Hanson emphasizes relationships in estate planning efforts
Casper – Succession planning continues to be a key issue facing many farm and ranch families in Wyoming, and Ron Hanson, agriculture economics professor at the University of Nebraska, addressed the importance of maintaining family relationships while planning generational transfer of farms and ranches during the 20th Annual Wyoming Women’s Ag Symposium, held Nov. 21-22.
“It is extremely difficult to talk about family succession, passing on a farm, ranch or business from one generation to the next,” said Hanson. “No one ever wants to talk about, ‘What if?’”
Because no one wants to talk about the time when there will be an empty chair at the dinner table, Hanson noted that too often, succession plans are left undone.
“If something happened today, does everyone understand what will happen tomorrow?” he asked. “Most of the time, these things are unexpected.”
Having discussions about estate planning and ranch succession are increasingly important to ensure everyone’s wishes are considered in passing the ranch.
“As of the year 2013, wives outlive their husbands an average of nine years,” said Hanson. “If families haven’t talked about passing on the ranch, the burden, emotion and stress will fall on the wife’s shoulders.”
In having the discussions about what will happen to the ranch on the death of a family member, Hanson emphasized the importance of trust, communication and maintaining strong relationships.
“We talk about family all the time, but who is really included?” asked Hanson. “Who are the real members of the family? Is it only the blood-related members or are in-laws involved? Who helps make decisions, and do in-laws have a chance for ownership?”
These questions, he said, are important and need to be answered.
“Most parents biggest fear is, ‘If we bring the daughter-in-law in and turn over land and cattle, what happens if we see divorce?’” said Hanson. “Most parents figure the less the daughter-in-law knows, the better. Everything is one big secret, many times with the in-laws excluded.”
As people are excluded, Hanson noted that tension builds, suspicions form, and trust is lost.
“When doubt is created, families lose trust,” he said. “Once a family loses trust, there will no longer be respect or communication.”
At that point, the alienated member of the family becomes a liability in keeping the ranch together.
“If the son is tragically killed in an accident after he has been there for 20 years, a large share of the land, cattle and equipment are in his name and are passed on to his wife – the daughter-in-law,” Hanson said. “Would the daughter-in-law still be a part of the ranch family without the son?”
A tragic accident without a succession plan could lead to uncomfortable discussions, including how to deal with in-laws and non-farming children.
Fairness and equality
“As mom and dad work through the succession plan, the issue of non-ranching children also comes into play,” Hanson continued. “Are parents willing to treat all the children fairly and equitably?”
Hanson emphasized that each child should be treated fairly.
“It does not matter if they are sons or daughters, ranching or non-ranching,” Hanson said. “They are family, and they are children.

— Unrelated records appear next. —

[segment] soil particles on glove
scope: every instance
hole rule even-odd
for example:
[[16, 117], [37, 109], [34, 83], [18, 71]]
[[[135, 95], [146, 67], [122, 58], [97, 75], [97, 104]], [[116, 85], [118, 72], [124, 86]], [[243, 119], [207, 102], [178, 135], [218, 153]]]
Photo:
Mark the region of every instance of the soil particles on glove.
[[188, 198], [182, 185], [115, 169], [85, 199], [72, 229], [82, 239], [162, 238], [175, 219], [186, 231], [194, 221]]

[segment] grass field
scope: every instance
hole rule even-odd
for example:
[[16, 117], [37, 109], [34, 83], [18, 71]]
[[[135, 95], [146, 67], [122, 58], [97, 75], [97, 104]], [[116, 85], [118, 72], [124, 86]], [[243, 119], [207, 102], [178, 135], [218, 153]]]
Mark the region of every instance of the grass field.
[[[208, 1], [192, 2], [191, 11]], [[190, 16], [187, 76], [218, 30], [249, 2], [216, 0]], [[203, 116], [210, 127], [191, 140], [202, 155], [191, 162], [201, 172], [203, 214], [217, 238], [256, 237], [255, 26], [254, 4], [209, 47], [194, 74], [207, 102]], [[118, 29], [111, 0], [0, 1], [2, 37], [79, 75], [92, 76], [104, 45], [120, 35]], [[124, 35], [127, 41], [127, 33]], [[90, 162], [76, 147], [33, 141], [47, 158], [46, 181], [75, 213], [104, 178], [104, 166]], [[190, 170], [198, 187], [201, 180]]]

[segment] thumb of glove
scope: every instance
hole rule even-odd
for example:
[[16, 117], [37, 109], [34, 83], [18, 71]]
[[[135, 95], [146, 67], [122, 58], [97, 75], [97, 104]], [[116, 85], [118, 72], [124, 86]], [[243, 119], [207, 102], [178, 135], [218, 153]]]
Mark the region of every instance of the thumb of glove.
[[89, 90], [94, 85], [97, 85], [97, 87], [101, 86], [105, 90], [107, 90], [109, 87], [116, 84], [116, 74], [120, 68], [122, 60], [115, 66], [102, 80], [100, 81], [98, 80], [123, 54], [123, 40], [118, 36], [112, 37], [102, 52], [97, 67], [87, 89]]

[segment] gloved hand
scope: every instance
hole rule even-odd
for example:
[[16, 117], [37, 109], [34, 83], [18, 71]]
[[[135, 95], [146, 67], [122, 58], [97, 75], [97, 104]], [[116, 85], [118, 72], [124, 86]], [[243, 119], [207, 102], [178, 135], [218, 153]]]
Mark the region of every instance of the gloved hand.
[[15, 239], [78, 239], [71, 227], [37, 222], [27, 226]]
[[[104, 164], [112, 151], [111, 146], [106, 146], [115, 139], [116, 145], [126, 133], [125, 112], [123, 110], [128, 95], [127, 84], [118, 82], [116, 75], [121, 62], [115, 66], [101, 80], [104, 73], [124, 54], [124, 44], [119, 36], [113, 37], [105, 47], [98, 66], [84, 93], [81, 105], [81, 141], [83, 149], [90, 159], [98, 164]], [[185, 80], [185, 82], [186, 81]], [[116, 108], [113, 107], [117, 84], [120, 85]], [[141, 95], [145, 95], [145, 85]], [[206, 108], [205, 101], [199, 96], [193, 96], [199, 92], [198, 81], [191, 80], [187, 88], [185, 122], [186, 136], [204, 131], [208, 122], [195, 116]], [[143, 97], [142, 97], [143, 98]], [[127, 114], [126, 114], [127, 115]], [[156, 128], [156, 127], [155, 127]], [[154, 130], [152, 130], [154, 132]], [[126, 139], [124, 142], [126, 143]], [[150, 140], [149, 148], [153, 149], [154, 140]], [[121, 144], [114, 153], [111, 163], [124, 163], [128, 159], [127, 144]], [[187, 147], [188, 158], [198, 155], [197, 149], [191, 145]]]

The only issue is fairness.”
“Mom and dad should block out personal feelings when they come up with a succession plan,” he continued. “There are favorites, and mom’s favorite is likely different than dad’s. The key is to discuss the succession plan without pressure or emotional stress.”
At the end of the day, Hanson mentioned, “All the children – ranching and non-ranching, sons and daughters, it makes no difference – deserve a chance and opportunity to share in the estate and inheritance.”
Fairness, he said, it important.
“Should children always respect the decisions made by their parents?” asked Hanson.
Hanson noted that the discussion is one he has with most of his students.
“Every year, I teach my students that mom and dad owe them nothing. They don’t owe their children a farm, and they don’t owe their children a ranch,” he said.
“College students today think they are entitled,” Hanson continued. “Kids from the 1990s have never been without, and that has not necessarily been good.”
Hanson further emphasized that to write a succession plan, people must admit they won’t live forever.
“The obstacle in writing a succession plan is admitting that someday, we will die,” he continued. “There are farmers out there who think they are going to live for forever.”
While no one likes talking about death, Hanson noted that it is necessary to effectively write a succession plan.
“Talking about succession planning means talking about life changes,” he said. “It is easier to pretend it won’t happen than it is to give up the control or share ownership. Planning requires open discussions and no more secrets.”
Lastly, Hanson commented that no one likes a surprise, especially when it comes in the estate or the family will.
“Time never solves the problem,” Hanson said. “Deal with the issues now.”